後に、これが「黒船再来」と呼ばれる事件なのだが、どれを俺が知るのはまだ先だった。

『うわっ!!?何あれ!!?何あれ!!!!?ちょっとまって!!あんなのデータベースに無いよ!!?新しい獣??!』
「知るか!!お前がわかんなくて俺にわかるわけ無いだろ!!よくわからんがともかくあれは―」

黒い玉が落ちた。
街の、ど真ん中にだ。
屋敷が、家が、店が、道がすべて押しつぶされ消えてゆく。
当然、人も。

「――敵だ!!!」

玉が割れる。そして玉から幾本もの脚が現れた。その巨大な脚は大地に根付き、さながら蜘蛛のように見えた。瞬間、蜘蛛が一瞬沈んだ。―否、あれは何かを上方に打ち出したのだ。魔力を使い視覚強化。発射されたものを見つけ出す。小さな家屋程度の黒い玉が射出されていた。
建物を押しつぶしながら着弾。着弾後玉は西瓜のように割れ、中から何かが複数出てくる。
見たことない武装をした人間たちだった。

「おいおい。まさかあれって・・・・・」
『そうね。「砲弾」兼「兵士」ね』
「つまりあれを撃ち出していたでっかい黒玉は・・・」
『母艦ね。しかも友好的でないときた。』
「うわ・・・・最悪・・・・・」

本当に、泣きたかった



64年ぶりに降り注ぐ月の光の中、64年ぶりに日本、いや、鎖国と外国との戦争が始まった。



『基礎魔方陣を展開。』

俺の足元に広がる複雑にして単純な模様を含む円。それこそがこの国のすべての魔法に共通する基礎魔方陣。この魔方陣は詠唱無しでも展開ができ、基本的な魔法はこれひとつの魔方陣を展開することによって使える優れものだ。さらに、この基礎魔方陣にさらに複合魔方陣を重ねることで多くのバリエーションの魔法が使えるようになる。基礎魔方陣は一度魔方陣を展開させてしまえば術者が自ら望まない限りは消えないが、逆に複合魔方陣は一度魔法を使ってしまうと消えてしまう。しかも複合魔方陣は基礎魔方陣が無いと術式を維持できない。いうなれば、コップと水の関係だ。「コップ」である基礎魔方陣に「水」である複合魔方陣を注ぎ込むことによって「重み」である威力が上がるのだ。
・・・・・って俺は誰に何を説明してるんだ。

「走の魔法その一・燕」
『燕展開』

足元から光の粒子が溢れ、その粒子を使い川を流れるように俺の体が滑る。その速度は軽く自動二輪車を凌駕する。目的地は母艦。経験上、このような組織は頭を叩いた方が早い。

「誰だか知らんが、俺の食事の邪魔をするようなうやつに一瞬たりとも生きる価値無し!」
『ちいせぇな!!?』
「心は狭くてハートは広いのがこの俺だ!!」
『完全に矛盾してるよ!!!?』

そう言う間に兵士の一人が俺の前に立ちはだかった。全身が鎧のような密閉スーツに隠されている。どうやら、俺を敵と認識したらしい。手に持った自動小銃をこちらに向ける。

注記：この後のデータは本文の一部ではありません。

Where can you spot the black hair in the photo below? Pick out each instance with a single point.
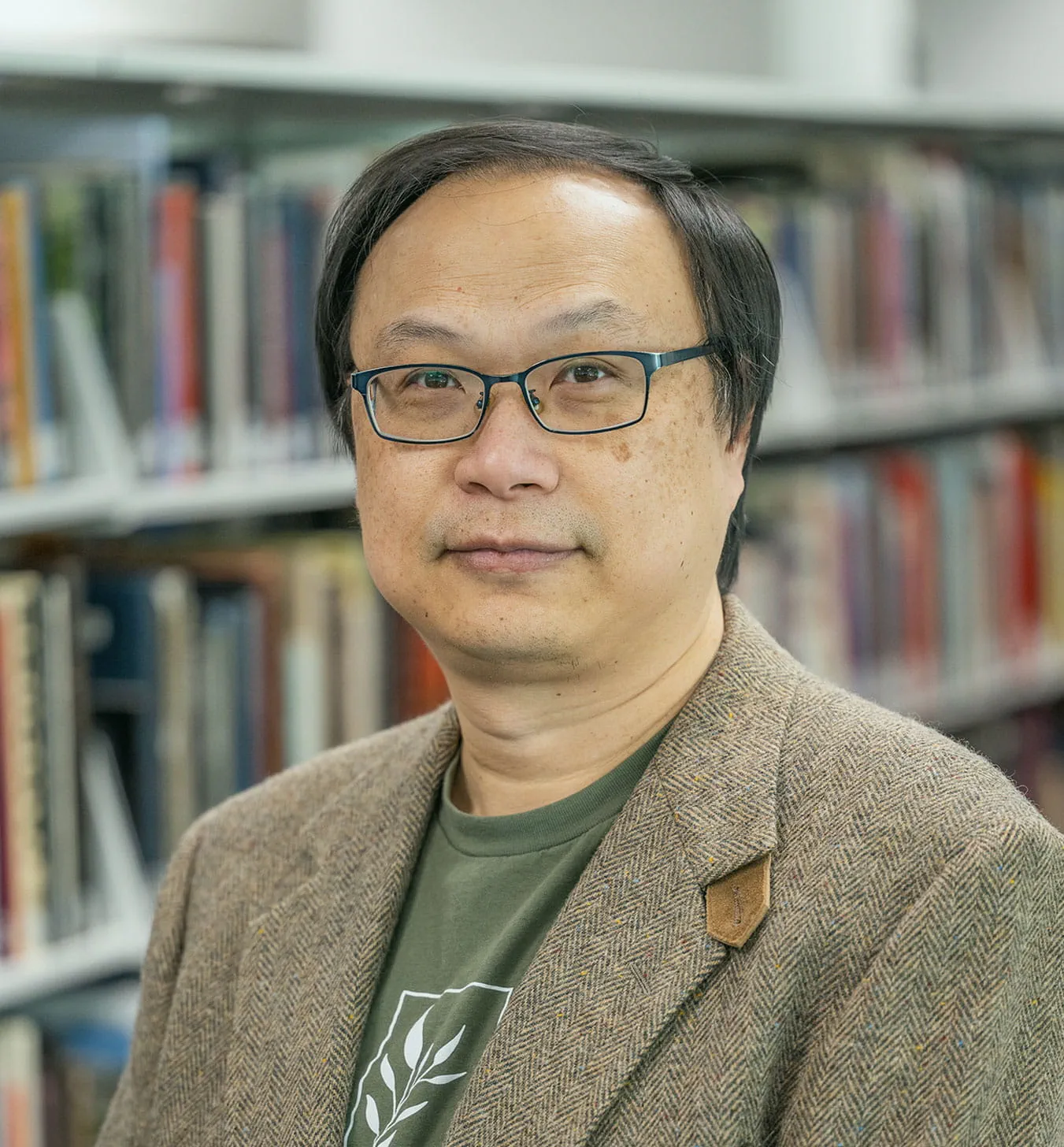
(732, 276)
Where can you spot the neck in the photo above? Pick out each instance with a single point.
(528, 744)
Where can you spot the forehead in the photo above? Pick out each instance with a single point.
(512, 248)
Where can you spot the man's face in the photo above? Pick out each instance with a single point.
(521, 554)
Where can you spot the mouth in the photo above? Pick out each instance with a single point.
(493, 555)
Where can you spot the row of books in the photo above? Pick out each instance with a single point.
(209, 669)
(914, 269)
(60, 1067)
(905, 271)
(1029, 747)
(895, 570)
(203, 304)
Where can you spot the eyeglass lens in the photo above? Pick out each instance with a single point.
(435, 403)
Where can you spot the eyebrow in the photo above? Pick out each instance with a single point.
(606, 314)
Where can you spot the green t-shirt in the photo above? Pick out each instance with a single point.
(482, 898)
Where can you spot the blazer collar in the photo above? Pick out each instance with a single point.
(625, 952)
(311, 963)
(631, 946)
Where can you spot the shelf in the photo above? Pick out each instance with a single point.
(996, 691)
(276, 490)
(57, 506)
(893, 418)
(200, 75)
(106, 951)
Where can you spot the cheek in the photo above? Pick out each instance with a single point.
(391, 502)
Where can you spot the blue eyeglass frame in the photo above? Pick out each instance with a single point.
(651, 362)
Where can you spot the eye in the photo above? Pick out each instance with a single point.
(583, 373)
(434, 379)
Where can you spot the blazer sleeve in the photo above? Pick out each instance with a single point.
(131, 1104)
(955, 1034)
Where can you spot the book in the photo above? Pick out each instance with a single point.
(905, 569)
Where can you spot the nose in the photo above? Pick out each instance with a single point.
(510, 453)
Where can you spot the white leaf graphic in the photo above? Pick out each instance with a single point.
(444, 1053)
(408, 1112)
(414, 1039)
(439, 1079)
(372, 1116)
(387, 1075)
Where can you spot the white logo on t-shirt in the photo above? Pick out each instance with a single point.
(404, 1076)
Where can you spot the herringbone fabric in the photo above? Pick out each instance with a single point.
(905, 988)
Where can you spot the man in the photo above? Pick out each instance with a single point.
(647, 880)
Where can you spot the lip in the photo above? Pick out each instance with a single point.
(510, 555)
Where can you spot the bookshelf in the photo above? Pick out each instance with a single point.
(267, 100)
(272, 83)
(110, 950)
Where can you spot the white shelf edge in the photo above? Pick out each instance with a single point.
(995, 692)
(281, 488)
(888, 418)
(633, 90)
(57, 505)
(72, 963)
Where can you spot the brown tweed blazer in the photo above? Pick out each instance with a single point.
(905, 986)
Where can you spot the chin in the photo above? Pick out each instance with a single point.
(482, 649)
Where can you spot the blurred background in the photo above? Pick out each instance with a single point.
(184, 606)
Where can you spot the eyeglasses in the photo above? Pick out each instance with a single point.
(573, 394)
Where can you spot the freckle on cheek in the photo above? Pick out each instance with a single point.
(621, 451)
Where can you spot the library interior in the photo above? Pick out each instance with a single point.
(185, 609)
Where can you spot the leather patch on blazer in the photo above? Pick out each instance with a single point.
(736, 904)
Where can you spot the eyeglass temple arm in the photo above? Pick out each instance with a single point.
(669, 357)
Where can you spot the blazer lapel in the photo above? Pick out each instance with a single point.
(632, 945)
(311, 963)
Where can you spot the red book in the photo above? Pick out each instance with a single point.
(421, 684)
(908, 477)
(1028, 550)
(6, 835)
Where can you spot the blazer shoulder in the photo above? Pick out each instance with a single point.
(902, 774)
(280, 807)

「はっはあ!たかだか鉄の塊で魔法戦士(俺)を倒せるとでも?」
『打の魔法の六・角』

瞬間、兵士の半身が粉々に吹き飛ぶ。そしてそのまま崩れ落ちる兵士の横を通り抜ける、

はずだった。

頭と右腕が吹き飛ばされ無くなった兵士が倒れずに――俺の脚を掴むまでは。

「うぇぁあああ!!?何これ!!死んでない!!?」
『うっわ気持ちわる!!気持ちわる!!打の魔法の十四・崩脚!!』

兵士の体が見えない力によって地面に叩きつけられ完全に圧壊される。

「はーはーこわっ!!こっわ!!!!何だこの兵士!!?不死兵かよ!!」
『さすがに・・・もう動かないようね。こいつ・・・・・あれ?ねぇちょっと。こいつの死体を見てみなよ。』
「あ?これだけぐちゃぐちゃじゃ何もわかるわけないだ・・・・」

そして俺は初めて気づいた。

「・・・・・・まじかよ・・・・・人間じゃないのかよ」

足元にある兵士だったもの。その体の全てが

『そうね。機械の兵士なんて初めて見るわ。』

鈍く光る鉄で出来ていた。




(続く)

【作品解説】(09,02,13更新)
本格ファンタジーもの。
厨二病が絶好調です\(^o^)/
テーマは意外にも『愛』。
まぁ、まだヒロインすら出てきてねーしギャグを挿む要素も無いのでなんともいえない状況ですが。
気長に待ってみてください。(´・ω・`)
続きは書きたい作品。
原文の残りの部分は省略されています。